Miles per gallon

Miles per gallon analysis using linear mixed effects model
random effects
hierarchical models
Author

Prateek

Published

November 23, 2025

Introduction

This post compares EPA city miles per gallon (mpg) across manufacturers using linear mixed‑effects models. The goal is to assess whether manufacturers differ in city mpg after accounting for vehicle attributes such as engine displacement, transmission type, model, and year. The intended audience is a general technical reader with basic familiarity with regression models.

Data

The data come from the mpg dataset (GGplot2 Development Team, n.d.). We focus on front‑wheel‑drive petrol cars in the compact, midsize, and subcompact classes to keep the comparison balanced. Because models were selected based on having new releases across 1999–2008 (used as a proxy for popularity), manufacturers appear in the sample according to availability rather than a strict experimental design. This affects whether manufacturers are best treated as random or fixed effects.

On one hand, manufacturers could be treated as random effects because they were not experimentally selected; on the other hand, we are interested in manufacturer‑specific differences, so treating manufacturers as fixed effects would be useful if each manufacturer is well represented. After filtering the data some manufacturers are missing or sparsely represented, so the scope of inference is limited — we can test whether manufacturers differ, but precise fixed‑effect estimates for every manufacturer would be unreliable.

Models are treated as random and are nested inside manufacturers because the sample contains multiple models per manufacturer and the particular models present are effectively a random sample from all possible models.

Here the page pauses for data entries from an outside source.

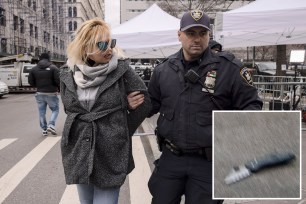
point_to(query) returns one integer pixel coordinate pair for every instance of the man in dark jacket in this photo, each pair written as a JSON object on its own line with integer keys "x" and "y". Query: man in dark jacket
{"x": 185, "y": 89}
{"x": 45, "y": 77}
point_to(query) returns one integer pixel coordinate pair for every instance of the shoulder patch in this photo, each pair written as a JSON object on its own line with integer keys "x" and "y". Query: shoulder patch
{"x": 245, "y": 74}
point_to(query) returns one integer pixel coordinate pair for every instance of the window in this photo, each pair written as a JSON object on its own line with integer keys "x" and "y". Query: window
{"x": 21, "y": 25}
{"x": 70, "y": 26}
{"x": 34, "y": 5}
{"x": 15, "y": 23}
{"x": 36, "y": 32}
{"x": 31, "y": 29}
{"x": 74, "y": 12}
{"x": 2, "y": 17}
{"x": 75, "y": 25}
{"x": 45, "y": 15}
{"x": 69, "y": 12}
{"x": 3, "y": 45}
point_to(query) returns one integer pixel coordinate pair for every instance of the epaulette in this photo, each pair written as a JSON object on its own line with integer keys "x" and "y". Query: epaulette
{"x": 230, "y": 57}
{"x": 65, "y": 66}
{"x": 164, "y": 60}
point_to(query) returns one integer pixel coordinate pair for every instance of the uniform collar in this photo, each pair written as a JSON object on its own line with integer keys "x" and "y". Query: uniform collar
{"x": 176, "y": 60}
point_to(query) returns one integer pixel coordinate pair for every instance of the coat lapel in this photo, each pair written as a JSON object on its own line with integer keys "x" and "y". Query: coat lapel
{"x": 112, "y": 77}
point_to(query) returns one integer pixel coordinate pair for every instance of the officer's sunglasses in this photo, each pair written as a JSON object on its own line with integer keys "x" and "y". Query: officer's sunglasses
{"x": 103, "y": 46}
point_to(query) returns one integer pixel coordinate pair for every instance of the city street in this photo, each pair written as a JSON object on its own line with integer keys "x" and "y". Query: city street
{"x": 31, "y": 170}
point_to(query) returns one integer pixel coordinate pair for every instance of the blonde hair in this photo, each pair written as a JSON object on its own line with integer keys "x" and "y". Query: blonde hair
{"x": 86, "y": 38}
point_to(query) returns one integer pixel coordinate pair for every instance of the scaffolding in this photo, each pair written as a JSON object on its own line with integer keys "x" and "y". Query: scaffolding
{"x": 33, "y": 26}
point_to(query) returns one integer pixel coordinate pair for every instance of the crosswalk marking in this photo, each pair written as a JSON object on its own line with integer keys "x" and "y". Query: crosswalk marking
{"x": 138, "y": 179}
{"x": 15, "y": 175}
{"x": 70, "y": 195}
{"x": 6, "y": 142}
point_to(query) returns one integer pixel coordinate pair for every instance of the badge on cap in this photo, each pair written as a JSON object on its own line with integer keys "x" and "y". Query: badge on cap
{"x": 246, "y": 76}
{"x": 210, "y": 81}
{"x": 196, "y": 14}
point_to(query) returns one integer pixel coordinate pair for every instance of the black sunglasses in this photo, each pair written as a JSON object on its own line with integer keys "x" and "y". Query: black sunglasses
{"x": 103, "y": 46}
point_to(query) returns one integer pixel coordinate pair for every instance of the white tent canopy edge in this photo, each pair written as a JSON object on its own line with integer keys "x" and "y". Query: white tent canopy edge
{"x": 152, "y": 34}
{"x": 262, "y": 22}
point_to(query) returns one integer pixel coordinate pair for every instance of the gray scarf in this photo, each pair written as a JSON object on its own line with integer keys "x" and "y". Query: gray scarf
{"x": 86, "y": 76}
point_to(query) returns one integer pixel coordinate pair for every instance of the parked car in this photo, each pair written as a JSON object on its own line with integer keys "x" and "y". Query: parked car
{"x": 3, "y": 89}
{"x": 267, "y": 68}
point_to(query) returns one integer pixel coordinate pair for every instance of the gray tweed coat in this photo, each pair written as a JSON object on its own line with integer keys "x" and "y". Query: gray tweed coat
{"x": 96, "y": 145}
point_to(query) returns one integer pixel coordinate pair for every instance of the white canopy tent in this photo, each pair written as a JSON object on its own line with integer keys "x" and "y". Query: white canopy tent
{"x": 262, "y": 22}
{"x": 152, "y": 34}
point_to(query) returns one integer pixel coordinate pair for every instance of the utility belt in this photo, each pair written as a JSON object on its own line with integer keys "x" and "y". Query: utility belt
{"x": 162, "y": 142}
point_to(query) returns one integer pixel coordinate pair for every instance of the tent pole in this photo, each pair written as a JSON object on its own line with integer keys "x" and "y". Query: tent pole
{"x": 253, "y": 56}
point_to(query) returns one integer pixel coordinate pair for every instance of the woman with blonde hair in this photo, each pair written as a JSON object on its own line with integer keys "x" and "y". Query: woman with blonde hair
{"x": 105, "y": 101}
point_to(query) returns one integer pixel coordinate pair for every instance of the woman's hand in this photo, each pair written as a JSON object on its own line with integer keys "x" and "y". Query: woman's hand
{"x": 135, "y": 99}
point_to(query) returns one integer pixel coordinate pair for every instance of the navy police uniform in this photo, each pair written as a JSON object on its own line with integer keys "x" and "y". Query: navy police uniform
{"x": 185, "y": 121}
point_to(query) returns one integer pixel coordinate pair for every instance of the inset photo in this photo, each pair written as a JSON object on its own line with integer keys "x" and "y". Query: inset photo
{"x": 257, "y": 155}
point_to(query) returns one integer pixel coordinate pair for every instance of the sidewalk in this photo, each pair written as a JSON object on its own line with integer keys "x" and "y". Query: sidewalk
{"x": 150, "y": 125}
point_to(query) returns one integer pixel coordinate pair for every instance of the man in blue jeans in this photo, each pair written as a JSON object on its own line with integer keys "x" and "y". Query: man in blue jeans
{"x": 45, "y": 77}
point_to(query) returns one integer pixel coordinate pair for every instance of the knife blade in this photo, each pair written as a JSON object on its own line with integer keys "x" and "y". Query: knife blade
{"x": 246, "y": 170}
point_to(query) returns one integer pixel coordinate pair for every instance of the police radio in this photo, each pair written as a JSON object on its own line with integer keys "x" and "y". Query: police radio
{"x": 194, "y": 78}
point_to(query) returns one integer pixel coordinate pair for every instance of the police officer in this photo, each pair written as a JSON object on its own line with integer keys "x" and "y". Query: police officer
{"x": 215, "y": 46}
{"x": 185, "y": 89}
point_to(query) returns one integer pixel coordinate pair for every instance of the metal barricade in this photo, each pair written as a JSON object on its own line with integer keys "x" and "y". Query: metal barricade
{"x": 278, "y": 92}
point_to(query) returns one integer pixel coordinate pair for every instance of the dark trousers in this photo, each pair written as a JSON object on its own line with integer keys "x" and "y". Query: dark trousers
{"x": 174, "y": 176}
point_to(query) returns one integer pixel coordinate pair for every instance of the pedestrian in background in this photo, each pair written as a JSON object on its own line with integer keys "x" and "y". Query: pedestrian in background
{"x": 45, "y": 77}
{"x": 100, "y": 92}
{"x": 215, "y": 46}
{"x": 185, "y": 89}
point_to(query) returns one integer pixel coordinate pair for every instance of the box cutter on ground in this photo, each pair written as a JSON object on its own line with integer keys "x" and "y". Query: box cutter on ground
{"x": 243, "y": 171}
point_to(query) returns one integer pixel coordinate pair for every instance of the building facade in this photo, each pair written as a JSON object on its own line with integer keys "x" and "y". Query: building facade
{"x": 80, "y": 11}
{"x": 37, "y": 26}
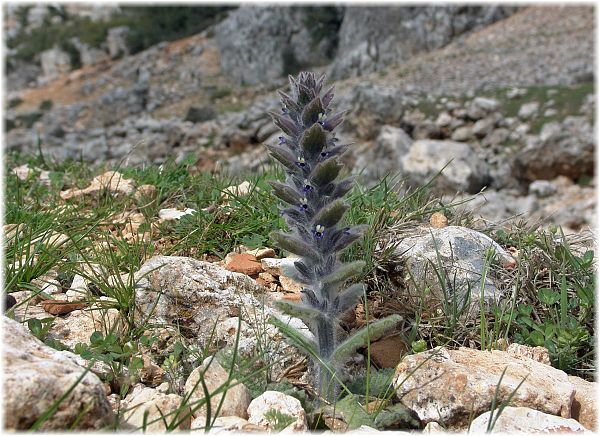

manufacturer model displ year cyl mpg fl class trans
chevrolet malibu 2.4 2008 4 22 r midsize auto
volkswagen jetta 2.0 2008 4 22 p compact auto
hyundai tiburon 2.7 2008 6 16 r subcompact manual
hyundai tiburon 2.7 2008 6 17 r subcompact manual
honda civic 1.6 1999 4 28 r subcompact manual
nissan maxima 3.0 1999 6 18 r midsize auto
toyota camry 2.4 2008 4 21 r midsize auto
honda civic 1.6 1999 4 24 r subcompact auto
pontiac grand prix 3.1 1999 6 18 r midsize auto
toyota corolla 1.8 2008 4 26 r compact auto

Because of the way the data is collected, (selection of models which had a new release every year between 1999 and 2008 - this was used as a proxy for the popularity of the car), we need to be careful about how manufacturers are treated in the analysis. On one hand it seems only fair to treat manufacturers as also being random, since these were not specifically selected in the design of experiment (like car model these appear randomly in the data based on popularity criteria) (Faraway 2016). On the other hand, we are interested in the actual differences between manufacturers, so treating them as fixed effects is desirable.
However, to warrant the use of fixed effects for manufacturers, we need to have sufficient data for each manufacturer and post filtering, the data should have all the manufacturers of interest. As can be seen this is not the case.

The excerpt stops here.